S.B. - Oui. Remarquez, chère amie, que tous ces auteurs forment une famille d’esprit, et que tous étaient amis entre eux. Marcel Aymé et Jean Anouilh étaient proches, comme Félicien Marceau admirait ses aînés, au même titre que Françoise Sagan. La romancière Dominique Rolin m’avait raconté avoir demandé à mon grand-père de pouvoir assister aux répétitions des pièces de Marcel Aymé en sa présence, rien que pour le voir, l’observer, l’admirer. En retour, Marcel Aymé fut le premier à envoyer des roses à Dominique Rolin quand mon grand-père monta sa première et unique pièce interprétée par Emmanuelle Riva. Quelques années après La Tête des autres, mon grand-père a connu un autre scandale retentissant avec sa création du Satyre de la Villette de René de Obaldia. Qui fut le premier à demander à écrire en tête du Figaro pour dénoncer cette injustice ? Ce fut Marcel Aymé. L’amitié n’était pas un vain mot pour ces êtres certes solitaires, mais unis entre eux par une même indépendance de l’esprit.

 

H.M. - Quels ont été ses rapports avec le théâtre russe en particulier ?
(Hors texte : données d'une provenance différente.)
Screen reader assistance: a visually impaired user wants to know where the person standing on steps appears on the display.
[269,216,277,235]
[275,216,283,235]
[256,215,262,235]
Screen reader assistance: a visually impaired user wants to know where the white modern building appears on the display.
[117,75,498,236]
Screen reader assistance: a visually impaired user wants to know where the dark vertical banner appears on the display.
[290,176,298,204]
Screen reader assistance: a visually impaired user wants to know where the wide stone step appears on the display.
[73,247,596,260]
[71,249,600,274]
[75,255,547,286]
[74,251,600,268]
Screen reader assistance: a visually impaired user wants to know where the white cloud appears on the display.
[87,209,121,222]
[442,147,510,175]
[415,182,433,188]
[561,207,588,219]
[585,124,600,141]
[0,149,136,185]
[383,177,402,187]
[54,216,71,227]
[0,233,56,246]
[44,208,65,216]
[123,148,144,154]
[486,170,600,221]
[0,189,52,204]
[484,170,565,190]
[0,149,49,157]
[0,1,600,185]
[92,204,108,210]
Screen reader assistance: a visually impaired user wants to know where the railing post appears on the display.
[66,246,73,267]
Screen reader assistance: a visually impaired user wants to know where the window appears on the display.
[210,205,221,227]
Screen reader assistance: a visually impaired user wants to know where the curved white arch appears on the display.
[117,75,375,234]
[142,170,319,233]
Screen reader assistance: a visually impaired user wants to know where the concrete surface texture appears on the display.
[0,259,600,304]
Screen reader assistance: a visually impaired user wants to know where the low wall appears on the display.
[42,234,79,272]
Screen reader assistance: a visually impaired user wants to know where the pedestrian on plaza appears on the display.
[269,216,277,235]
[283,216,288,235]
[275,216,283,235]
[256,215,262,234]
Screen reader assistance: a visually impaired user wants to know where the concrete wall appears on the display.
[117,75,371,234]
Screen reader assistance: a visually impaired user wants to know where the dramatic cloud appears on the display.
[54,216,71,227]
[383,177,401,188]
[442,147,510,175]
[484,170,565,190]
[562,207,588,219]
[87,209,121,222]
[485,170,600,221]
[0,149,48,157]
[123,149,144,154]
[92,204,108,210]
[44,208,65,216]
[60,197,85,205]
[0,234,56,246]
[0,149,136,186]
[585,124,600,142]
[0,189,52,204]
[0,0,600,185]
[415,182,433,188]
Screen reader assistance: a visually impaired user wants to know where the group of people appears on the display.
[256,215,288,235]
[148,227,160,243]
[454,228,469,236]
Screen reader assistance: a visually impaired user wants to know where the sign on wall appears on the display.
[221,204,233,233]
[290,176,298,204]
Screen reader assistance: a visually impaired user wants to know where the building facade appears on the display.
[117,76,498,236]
S.B. - Mon grand-père était russe par sa mère. Il a vécu en Russie, où il est né en 1909, jusqu’en 1920. Il n’a appris le français qu’à l’âge de 11 ans. Il a traduit plus tard chez Denoël Gogol, Tchekhov, Tourgueniev, également Maïakovski, ce qui entraîna une nouvelle guerre avec Elsa Triolet. La Russie et la France étaient infiniment plus proches au XIXe siècle que de nos jours. Inutile de rappeler les liens entre Flaubert et Tourgueniev, ni le fait que Tolstoï, avec Anna Karenine, a récrit Madame Bovary. De fait, il y a des liens entre les personnages de Gogol et de Labiche. Tchekhov possède cette poésie du quotidien, qui est aussi le propre de Marcel Aymé, ainsi qu’une même vision de l’humanité : à la fois lucide, désillusionnée et humaine. Dans les années 1950, mon grand-père a d’ailleurs alterné les pièces de Tchekhov et celles de Marcel Aymé, qu’il a ensuite présentées en URSS en 1966, lors d’une grande tournée.

 

H.M. - André Barsacq est une figure incontournable de la Butte comme Marcel Aymé et leur souvenir est encore vivant à Montmartre.
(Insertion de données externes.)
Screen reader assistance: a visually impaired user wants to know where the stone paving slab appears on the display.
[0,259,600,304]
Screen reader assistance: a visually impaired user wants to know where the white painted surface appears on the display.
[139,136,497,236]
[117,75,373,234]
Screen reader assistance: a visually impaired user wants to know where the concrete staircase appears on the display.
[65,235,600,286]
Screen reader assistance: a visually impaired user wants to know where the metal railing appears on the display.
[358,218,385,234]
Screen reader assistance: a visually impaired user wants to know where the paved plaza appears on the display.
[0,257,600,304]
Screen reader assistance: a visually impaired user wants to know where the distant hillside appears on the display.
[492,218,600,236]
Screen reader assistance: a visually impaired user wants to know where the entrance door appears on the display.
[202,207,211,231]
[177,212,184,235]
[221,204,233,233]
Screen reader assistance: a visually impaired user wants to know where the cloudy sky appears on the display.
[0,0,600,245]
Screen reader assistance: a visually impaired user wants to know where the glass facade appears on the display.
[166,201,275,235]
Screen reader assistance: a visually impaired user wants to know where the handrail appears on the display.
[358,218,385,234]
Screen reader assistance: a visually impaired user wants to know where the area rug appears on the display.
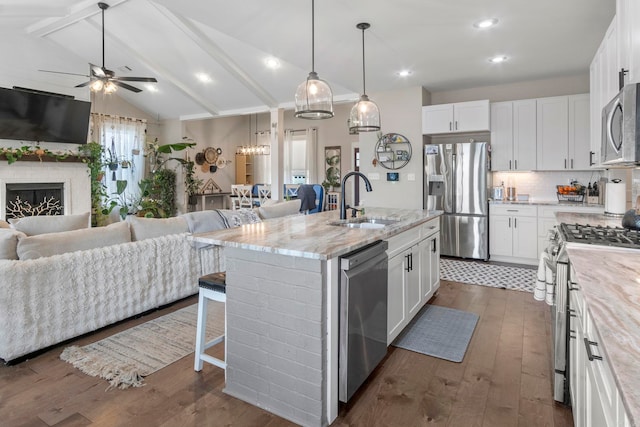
[60,301,224,389]
[393,304,478,362]
[440,258,536,293]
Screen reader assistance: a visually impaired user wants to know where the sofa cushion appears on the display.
[9,212,90,236]
[258,199,300,219]
[0,228,27,259]
[127,216,189,241]
[17,221,131,260]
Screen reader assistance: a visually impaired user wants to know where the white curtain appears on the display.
[283,129,293,184]
[305,128,318,184]
[89,113,147,201]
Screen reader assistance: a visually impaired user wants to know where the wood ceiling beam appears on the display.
[88,21,220,116]
[149,2,278,108]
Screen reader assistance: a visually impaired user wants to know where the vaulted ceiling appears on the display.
[0,0,615,119]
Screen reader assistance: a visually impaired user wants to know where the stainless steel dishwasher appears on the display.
[338,240,388,402]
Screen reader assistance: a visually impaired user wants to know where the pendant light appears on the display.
[349,22,380,133]
[295,0,333,120]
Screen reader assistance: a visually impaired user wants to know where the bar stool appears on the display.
[194,272,227,371]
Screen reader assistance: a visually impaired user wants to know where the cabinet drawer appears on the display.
[420,217,440,239]
[489,204,538,217]
[387,227,420,258]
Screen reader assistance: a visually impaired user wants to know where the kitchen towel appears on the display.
[533,252,555,305]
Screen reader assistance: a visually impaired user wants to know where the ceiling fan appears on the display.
[39,2,158,93]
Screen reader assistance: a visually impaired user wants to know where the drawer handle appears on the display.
[584,338,602,362]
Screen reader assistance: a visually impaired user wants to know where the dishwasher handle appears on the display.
[340,240,389,270]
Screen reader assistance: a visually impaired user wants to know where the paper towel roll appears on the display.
[604,182,627,215]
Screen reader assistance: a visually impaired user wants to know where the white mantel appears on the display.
[0,161,91,220]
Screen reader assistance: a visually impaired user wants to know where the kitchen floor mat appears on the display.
[392,304,478,362]
[440,258,536,293]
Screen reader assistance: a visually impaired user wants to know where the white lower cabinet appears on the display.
[489,205,538,265]
[569,274,629,427]
[387,218,440,344]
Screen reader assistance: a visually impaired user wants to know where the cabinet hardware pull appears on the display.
[584,337,602,362]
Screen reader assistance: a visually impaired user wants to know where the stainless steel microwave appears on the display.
[600,83,640,167]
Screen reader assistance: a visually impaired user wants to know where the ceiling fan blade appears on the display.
[109,79,142,93]
[90,64,106,77]
[38,70,89,77]
[113,77,158,83]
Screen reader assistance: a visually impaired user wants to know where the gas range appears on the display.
[559,223,640,249]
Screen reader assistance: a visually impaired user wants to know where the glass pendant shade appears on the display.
[349,95,380,133]
[295,71,333,120]
[349,22,380,134]
[295,0,333,120]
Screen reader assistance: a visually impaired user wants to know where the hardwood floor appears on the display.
[0,281,573,427]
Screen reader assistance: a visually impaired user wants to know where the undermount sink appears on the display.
[329,217,398,228]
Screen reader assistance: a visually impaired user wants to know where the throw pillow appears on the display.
[17,221,131,260]
[258,199,300,219]
[9,212,91,236]
[127,216,189,241]
[0,228,27,259]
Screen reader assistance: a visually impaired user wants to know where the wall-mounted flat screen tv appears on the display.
[0,88,91,144]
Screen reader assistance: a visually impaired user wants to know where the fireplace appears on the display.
[5,182,64,219]
[0,162,91,220]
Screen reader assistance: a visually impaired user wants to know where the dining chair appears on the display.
[258,184,271,206]
[231,184,253,210]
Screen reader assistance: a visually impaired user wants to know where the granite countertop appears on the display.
[555,212,622,227]
[567,244,640,426]
[191,207,442,260]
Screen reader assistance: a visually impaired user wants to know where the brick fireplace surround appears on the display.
[0,161,91,220]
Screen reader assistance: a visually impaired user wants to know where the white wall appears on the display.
[359,86,427,209]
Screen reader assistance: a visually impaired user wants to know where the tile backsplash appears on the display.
[493,171,608,202]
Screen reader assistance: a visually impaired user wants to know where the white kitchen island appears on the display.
[193,208,441,426]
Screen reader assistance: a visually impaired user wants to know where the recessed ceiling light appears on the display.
[196,73,211,83]
[264,57,280,70]
[473,18,498,28]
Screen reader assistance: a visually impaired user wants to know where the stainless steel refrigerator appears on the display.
[424,142,491,261]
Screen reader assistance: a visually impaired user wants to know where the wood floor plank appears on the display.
[0,281,573,427]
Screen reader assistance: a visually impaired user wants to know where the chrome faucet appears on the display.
[340,172,372,219]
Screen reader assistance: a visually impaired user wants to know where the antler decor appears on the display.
[7,196,62,218]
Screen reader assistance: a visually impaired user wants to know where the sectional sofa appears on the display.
[0,201,300,362]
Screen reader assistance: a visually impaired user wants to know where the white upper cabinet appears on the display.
[536,94,592,170]
[422,100,489,135]
[491,99,536,171]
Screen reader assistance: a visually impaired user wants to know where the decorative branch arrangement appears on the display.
[7,196,62,218]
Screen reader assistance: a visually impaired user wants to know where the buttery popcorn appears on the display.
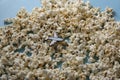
[0,0,120,80]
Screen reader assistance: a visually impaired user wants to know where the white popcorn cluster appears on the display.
[0,0,120,80]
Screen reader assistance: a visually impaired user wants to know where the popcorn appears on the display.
[0,0,120,80]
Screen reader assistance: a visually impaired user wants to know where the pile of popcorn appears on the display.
[0,0,120,80]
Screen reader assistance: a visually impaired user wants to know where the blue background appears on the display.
[0,0,120,26]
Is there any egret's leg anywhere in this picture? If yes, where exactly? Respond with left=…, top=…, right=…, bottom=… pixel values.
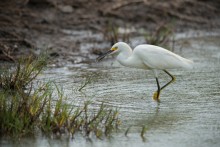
left=160, top=70, right=176, bottom=90
left=153, top=77, right=161, bottom=102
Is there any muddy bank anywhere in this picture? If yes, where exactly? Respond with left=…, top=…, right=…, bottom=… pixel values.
left=0, top=0, right=220, bottom=63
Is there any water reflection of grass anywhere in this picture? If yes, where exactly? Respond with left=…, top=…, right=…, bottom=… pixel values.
left=0, top=56, right=119, bottom=138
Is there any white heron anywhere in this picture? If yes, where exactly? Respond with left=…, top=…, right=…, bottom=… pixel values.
left=97, top=42, right=193, bottom=102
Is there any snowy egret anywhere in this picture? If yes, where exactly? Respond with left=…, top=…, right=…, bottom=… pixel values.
left=97, top=42, right=193, bottom=102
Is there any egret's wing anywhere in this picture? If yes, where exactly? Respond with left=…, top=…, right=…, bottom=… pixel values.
left=134, top=45, right=190, bottom=69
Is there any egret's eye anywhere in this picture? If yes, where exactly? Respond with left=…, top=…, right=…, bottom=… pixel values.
left=111, top=46, right=118, bottom=51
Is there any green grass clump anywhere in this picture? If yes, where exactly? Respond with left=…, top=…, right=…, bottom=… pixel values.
left=0, top=54, right=120, bottom=138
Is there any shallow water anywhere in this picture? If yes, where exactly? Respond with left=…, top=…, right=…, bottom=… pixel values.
left=0, top=30, right=220, bottom=147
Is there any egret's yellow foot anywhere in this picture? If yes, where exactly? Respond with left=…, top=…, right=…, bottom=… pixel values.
left=153, top=91, right=160, bottom=102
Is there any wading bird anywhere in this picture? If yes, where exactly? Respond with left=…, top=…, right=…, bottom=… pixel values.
left=96, top=42, right=193, bottom=102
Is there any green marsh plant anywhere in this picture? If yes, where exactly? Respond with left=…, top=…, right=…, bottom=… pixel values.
left=0, top=54, right=120, bottom=138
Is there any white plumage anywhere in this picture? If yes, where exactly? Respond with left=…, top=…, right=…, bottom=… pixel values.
left=97, top=42, right=193, bottom=101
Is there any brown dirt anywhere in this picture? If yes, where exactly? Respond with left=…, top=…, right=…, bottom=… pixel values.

S.B. - Cocteau disait qu’un académicien, c’est un écrivain qui se transforme en fauteuil après sa mort. De même, Marcel Aymé a une place à l’endroit au vivait, comme André Barsacq a une rue qui porte son nom, où il habitait et où il recevait Marcel Aymé pour déjeuner avec ses enfants. La topographie du quartier fait exister à quelques mètres d’intervalle une rue Seveste, une place Dullin, etc. : - tous ceux qui ont fait du Théâtre de l’Atelier une référence mondiale. Evidemment, le quartier a changé. Mais si on prend un film comme Amélie Poulain n’est-il pas évident qu’il est un hommage à Marcel Aymé ? Je me souviens encore du fou rire qui nous avait pris lorsque ma grand-mère avait reçu une lettre rédigée ainsi : « Madame André Barsacq, Rue Saint André Barsacq ». C’était aussi cocasse que dans une nouvelle de Marcel Aymé.

 

H.M. - Gardez-vous des souvenirs en particulier de Marcel Aymé ?

S.B. - Je n’étais pas né à sa mort en 1967. En revanche, j’ai très bien connu sa veuve, Marie-Antoinette. Je me souviens du jour de l’inauguration de la statue du Passe-Muraille en 1989. On aurait pu croire que la main de Marcel Aymé allait s’abattre sur Alain Juppé ! Je me souviens également de la main de Jean Marais qui s’était posée sur mon épaule avec une franchise virile qui m’avait impressionné. A dire les choses, Jean Marais n’était pas proche de Marcel Aymé, mais il était comme le témoin vivant de toute cette époque, faite d’insolence, de panache, d’une certaine folie aussi. Pour ma part, si je n’ai pas connu Marcel Aymé, c’est ma mère qui a veillé son corps la nuit où il est mort. Ils étaient quatre : Marie-Antoinette, ma mère, mon oncle Michel et Antoine Blondin. Encore aujourd’hui, ma mère raconte que ce fut l’un des moments les plus éprouvants qu’elle ait eu à vivre. Antoine Blondin, ivre, n’a cessé de pleurer toute la nuit.